9. Pre-existing motor or sensory neurotoxicity greater than grade 1.

10. Patients with prior allergic reactions to drug containing Cremophor, such as
teniposide or cyclosporine.

11. Weight loss > 15%.

12. Dementia or altered mental status that would prohibit the understanding and completion
of informed consent.

13. Estimated life expectancy less than 3 months.

14. Has a diagnosis of immunodeficiency or is receiving systemic steroid therapy or any
other form of immunosuppressive therapy within 7 days prior to the first dose of trial
treatment.

15. Has a known history of active TB (Bacillus Tuberculosis)

16. Has active autoimmune disease that has required systemic treatment in the past 2 years
(i.e. with use of disease modifying agents, corticosteroids or immunosuppressive
drugs). Replacement therapy (eg., thyroxine, insulin, or physiologic corticosteroid
replacement therapy for adrenal or pituitary insufficiency, etc.) is not considered a
form of systemic treatment.

17. Has known history of, or any evidence of active, non-infectious pneumonitis,
interstitial lung disease or pulmonary fibrosis.

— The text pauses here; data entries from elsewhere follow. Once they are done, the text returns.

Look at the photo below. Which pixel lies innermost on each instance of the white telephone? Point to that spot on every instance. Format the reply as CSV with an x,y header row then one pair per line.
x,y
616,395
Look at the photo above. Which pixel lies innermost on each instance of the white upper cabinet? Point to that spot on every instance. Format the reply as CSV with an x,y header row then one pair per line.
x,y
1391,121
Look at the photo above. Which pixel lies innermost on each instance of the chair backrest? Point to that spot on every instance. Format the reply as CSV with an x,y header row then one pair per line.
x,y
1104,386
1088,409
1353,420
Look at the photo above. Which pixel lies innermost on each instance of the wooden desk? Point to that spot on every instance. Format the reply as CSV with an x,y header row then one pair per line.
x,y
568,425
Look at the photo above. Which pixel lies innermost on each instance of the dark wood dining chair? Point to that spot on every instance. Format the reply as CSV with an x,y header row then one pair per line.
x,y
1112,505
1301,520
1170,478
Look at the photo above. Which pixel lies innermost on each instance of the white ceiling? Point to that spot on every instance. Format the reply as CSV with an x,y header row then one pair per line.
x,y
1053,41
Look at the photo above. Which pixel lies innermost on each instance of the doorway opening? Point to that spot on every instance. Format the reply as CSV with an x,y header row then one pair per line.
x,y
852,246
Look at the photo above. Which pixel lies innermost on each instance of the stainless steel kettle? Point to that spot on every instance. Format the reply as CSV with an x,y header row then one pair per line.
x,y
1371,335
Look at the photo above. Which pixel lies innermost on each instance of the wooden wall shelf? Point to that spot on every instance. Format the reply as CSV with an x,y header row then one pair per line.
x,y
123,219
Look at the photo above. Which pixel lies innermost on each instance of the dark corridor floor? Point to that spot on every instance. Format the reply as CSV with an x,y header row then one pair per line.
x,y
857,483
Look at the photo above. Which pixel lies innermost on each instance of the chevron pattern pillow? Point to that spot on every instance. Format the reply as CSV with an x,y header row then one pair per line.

18. Concurrent diverticulitis or symptomatic gastrointestinal ulcerative disease.

19. Is pregnant or breastfeeding, or expecting to conceive or father children within the
projected duration of the trial, starting with the pre-screening or screening visit
through 120 days after the last dose of trial treatment.

20. Has a known history of Human Immunodeficiency Virus (HIV) (HIV 1/2 antibodies).

21. Has known active Hepatitis B (e.g., HBsAg reactive) or Hepatitis C (e.g., anti-HCV
reactive and HCV RNA [qualitative] are detected).

22. Patients with a negative HBs antigen test but a positive test result for either HBs
antibody or HBc antibody with a detectable level of HBV-DNA.

23. Has received a live vaccine within 30 days of planned start of study therapy. Note:
Seasonal influenza vaccines for injection are generally inactivated flu vaccines and
are allowed; however intranasal influenza vaccines (e.g., Flu-Mist®) are live
attenuated vaccines, and are not allowed.

24. Has received organ transplantation.